Ian Storey-Moore

Personal information
- Date of birth: 17 January 1945 (age 81)
- Place of birth: Ipswich, England
- Position: Forward

Youth career
- Scunthorpe United

Senior career*
- Years: Team / Apps / (Gls)
- 1962–1972: Nottingham Forest / 236 / (105)
- 1972–1974: Manchester United / 39 / (11)
- 1974–1975: Burton Albion / ? / (7)
- 1975: Chicago Sting / 14 / (2)
- 1975–1977: Burton Albion / 107 / (42)
- 1977–1978: Shepshed Charterhouse / ? / (?)
- 1978–1981: Burton Albion / 40 / (10)

International career
- 1970: England / 1 / (0)

Managerial career
- 1977–1978: Shepshed Charterhouse (player-manager)
- 1978–1981: Burton Albion (player-manager)

= Ian Storey-Moore =

English footballer and manager

Ian Storey-Moore (born 17 January 1945) is an English former association football forward.
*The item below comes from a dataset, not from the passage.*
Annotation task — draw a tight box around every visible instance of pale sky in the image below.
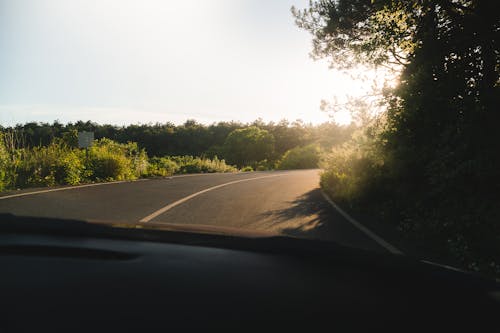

He scored over 100 league goals for Nottingham Forest, and earned one cap for England during his time there. In 1972, he moved to Manchester United, but his league career was brought to an early end by injury in 1974. He went on to play for non-league Burton Albion, as well as North American Soccer League side Chicago Sting. He later served as player-manager for Shepshed Charterhouse, and for Burton Albion in his third spell at the club, before becoming chief scout at Nottingham Forest and Aston Villa.

==Nottingham Forest==
Storey-Moore was playing junior football in Scunthorpe when he was spotted by a scout for Nottingham Forest, for whom he signed in May 1961. Johnny Carey became Forest manager in 1963, and he assembled a team including Storey-Moore, Joe Baker and Alan Hinton that, for a long spell, went largely unchallenged in competing for the 1966–67 Football League title. They beat title rivals Manchester United 4–1 at the City Ground on 1 October 1966. The 3–0 win against Aston Villa on 15 April had Forest second in the table, a point behind United. Injuries eventually took effect, meaning Forest had to settle for second place; they also lost in the 1966–67 FA Cup semi-final to Dave Mackay's Tottenham Hotspur.

At Forest, Storey-Moore collected his sole England cap in a game against the Netherlands in 1970. Up until his departure in March 1972, he scored 105 goals in his 236 league games for the club.

==Manchester United==
In March 1972, Storey-Moore was announced by Derby County manager Brian Clough as having signed for the club, with a fee of £225,000 reportedly agreed. However, Storey-Moore instead opted to sign for Manchester United, managed by Frank O'Farrell. In 1974, he suffered an injury that brought his league career to an end. He had scored 12 goals for United.

==Burton Albion==
Following his injury, Storey-Moore signed for Southern League side Burton Albion, having been convinced to join by manager Ken Gutteridge. He played for Burton for three seasons from 1974 to 1977, including a spell at North American Soccer League side Chicago Sting in 1975, before moving to Shepshed Charterhouse for his first managerial role in 1977. Storey-Moore returned to Burton as player-manager from 1978 to 1981, before retiring from the game.

==After playing==
Storey-Moore later became a bookmaker in Nottingham and worked as Forest's chief scout. He went on to work as chief scout at Aston Villa, leaving the role when Martin O'Neill resigned as manager. Storey-Moore occasionally accompanies Forest supporters on ground and museum tours.